According to Ehnes, the Great Falls Trail Bike Riders Association actually signed up 1,000 “complimentary members.” “Not all of the thousand signed up to be full members, but close to 400 of them did. We almost tripled our paid membership using this campaign,” said Ehnes.

“When it came time for travel planning by the Forest Service, we had a database of 1,000 supporters; and they were all concerned people directly affected by any decision the Forest Service made,” continued Ehnes. “If you rely on just your membership list, then you’re carrying a small percentage of actual riders you can tap for support.”

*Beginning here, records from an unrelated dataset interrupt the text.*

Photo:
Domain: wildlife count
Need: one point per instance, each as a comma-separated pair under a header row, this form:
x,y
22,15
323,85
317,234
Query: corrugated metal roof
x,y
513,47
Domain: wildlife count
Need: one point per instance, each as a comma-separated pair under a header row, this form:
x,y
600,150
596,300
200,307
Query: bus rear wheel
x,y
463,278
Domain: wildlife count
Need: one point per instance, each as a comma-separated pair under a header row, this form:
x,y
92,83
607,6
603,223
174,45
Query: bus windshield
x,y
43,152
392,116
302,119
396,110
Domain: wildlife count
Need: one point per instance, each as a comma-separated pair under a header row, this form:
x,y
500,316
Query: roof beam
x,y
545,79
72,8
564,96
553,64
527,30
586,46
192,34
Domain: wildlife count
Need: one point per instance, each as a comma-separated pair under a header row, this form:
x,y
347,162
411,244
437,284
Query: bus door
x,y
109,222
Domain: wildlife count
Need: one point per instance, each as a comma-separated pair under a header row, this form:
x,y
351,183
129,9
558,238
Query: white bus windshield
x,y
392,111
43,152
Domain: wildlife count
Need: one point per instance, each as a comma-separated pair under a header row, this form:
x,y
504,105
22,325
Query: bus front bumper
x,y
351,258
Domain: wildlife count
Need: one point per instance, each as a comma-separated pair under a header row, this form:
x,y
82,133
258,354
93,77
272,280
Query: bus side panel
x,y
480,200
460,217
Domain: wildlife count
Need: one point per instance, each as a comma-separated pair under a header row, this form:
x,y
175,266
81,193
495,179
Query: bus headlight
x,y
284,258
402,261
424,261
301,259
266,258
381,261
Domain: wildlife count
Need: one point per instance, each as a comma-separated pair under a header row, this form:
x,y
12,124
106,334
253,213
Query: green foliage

Who knows, you may be able to attract a Forest Service engineer to become a member of your club using this tactic. “We get involved in trail projects that employees of the Forest Service work on,” said Ehnes. “It turns out that one of our best members is an engineer with the Forest Service. “He likes to ride trail motorcycles. We got to know him working at trail projects, and he got to know what we were about. He joined, and now we work closely together concerning trail relocation and trail design and layout. When he does a motorcycle trail, he asks members of the club to go along with him to see what he has in mind to make sure it is good for the riders.”

Retaining Membership

Ehnes also noted that it can be difficult for a club to retain its members. He said that the Great Falls Trail Bike Riders Association has tried some things that seem to work.

Ehnes explained that his club used to hold monthly meetings whether or not it had anything to discuss. “When you do monthly meetings, people are enthused for a while. However, when you don’t have anything to discuss, then people find the meetings a waste of time; and they don’t attend. Just the same few guys would show up. So we call meetings only when there is a reason to call a meeting. It might be a month between meetings, two or three months between meetings. It depends on the time of the year, and what we are working on. People know that if a meeting is called, then there is a good reason for it, and they will attend.”

Ehnes added that a club needs to have a good balance between being active politically and just plain having fun. The Great Falls Trail Bike Riders Association has volunteer trail projects, but it also holds fun events like pot lucks and socials. “It helps to keep people involved,” said Ehnes. “They feel like they are a part of the club.”

He said that the Great Falls Trail Bike Riders Association holds about two to three trail projects a year and two or so social events a year. The pot luck is an example of a social event that occurs every spring. It also holds a state ride for members every year.

He has also found that simply asking a person to help will get a positive response. “In a meeting you ask in general for someone to provide a truck to carry some equipment, and you may not get a volunteer. However, if you ask a particular person to do it, then they appreciate being asked and will do the task,” said Ehnes. “People like to be asked.”

It is apparent from what Russ Ehnes says that you have to work to grow your membership, and you have to be innovative in keeping them involved.